The rate at which mobile applications expand to take over a large share in the software market is unprecedented. The supporting infrastructures are undergoing a continuous development in order to cope with the demanding setting. The advent of decentralized edge clouds has managed to stick out among the viable solutions and has been quickly adopted by application developers. This type of infrastructure assumes a dynamic orchestration of multiple computing and storage elements from which it may be comprised.

The BASMATI Knowledge Extractor (BKE) contributes towards this direction by providing decision support services to federated cloud brokers and job offloading managers. It does so by investigating the contribution of the user behavior (and in particular mobility since we are referring to mobile applications), of the application model, as well as their combination, to the resource utilization patterns.

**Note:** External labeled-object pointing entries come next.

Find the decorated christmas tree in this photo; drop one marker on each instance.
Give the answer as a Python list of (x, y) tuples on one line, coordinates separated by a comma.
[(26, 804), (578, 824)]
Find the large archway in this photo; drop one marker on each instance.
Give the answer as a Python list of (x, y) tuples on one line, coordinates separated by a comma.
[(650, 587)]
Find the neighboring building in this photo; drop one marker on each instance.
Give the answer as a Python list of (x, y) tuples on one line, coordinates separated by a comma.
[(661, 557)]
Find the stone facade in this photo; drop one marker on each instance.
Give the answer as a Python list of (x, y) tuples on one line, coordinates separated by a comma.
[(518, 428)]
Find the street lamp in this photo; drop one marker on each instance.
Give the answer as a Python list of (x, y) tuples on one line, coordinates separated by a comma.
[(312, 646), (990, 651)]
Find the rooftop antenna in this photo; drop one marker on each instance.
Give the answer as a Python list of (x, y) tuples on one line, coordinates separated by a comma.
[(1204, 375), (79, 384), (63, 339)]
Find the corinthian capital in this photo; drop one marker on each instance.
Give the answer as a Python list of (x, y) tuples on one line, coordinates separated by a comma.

This investigation is relying on data analysis for building predictive models for user behavior and application usage. The work suggests a number of possible approaches that yield different results under various conditions. The BKE can be seen as a toolkit that can contribute in the preservation of QoS through a more efficient resource utilization.

This work describes the design of such a component in the context of a federated, decentralized edge cloud platform supporting mobile applications. It continues with details about the data management and concludes with the tools that are to enable the knowledge acquisition.

2 Functionality and Architecture of the Knowledge Extractor

The general architecture of the BKE component is presented in Fig. 1. It is comprised of three knowledge acquisition subcomponents and an auxiliary data preprocessing subcomponent. The three knowledge acquisition components are the User Mobility Behavior, Application Usage Modeling and the Situation Knowledge Acquisition. These subcomponents rely on prediction techniques that are described in Sect. 4 regarding the knowledge acquisition. The preprocessing of data takes place in the Unified Representation subcomponent and uses data fusion and feature engineering techniques described in Sect. 3.

Fig. 1.
figure 1

Knowledge extractor component.

Figure 2 depicts the formalization of the problem that resolves the BKE. Given the available data from various data resources, the BKE refines and fuses them in a unified representation upon which it then applies a prediction technique in combination with the Knowledge base to produce the outcome predictions. The outcome predictions can be defined in terms of user mobility or applications and sessions demands on resources. With the term “session” we refer to an application session running at a specific time for a specific user.

Fig. 2.
figure 2

Flow of logic of the knowledge extractor process.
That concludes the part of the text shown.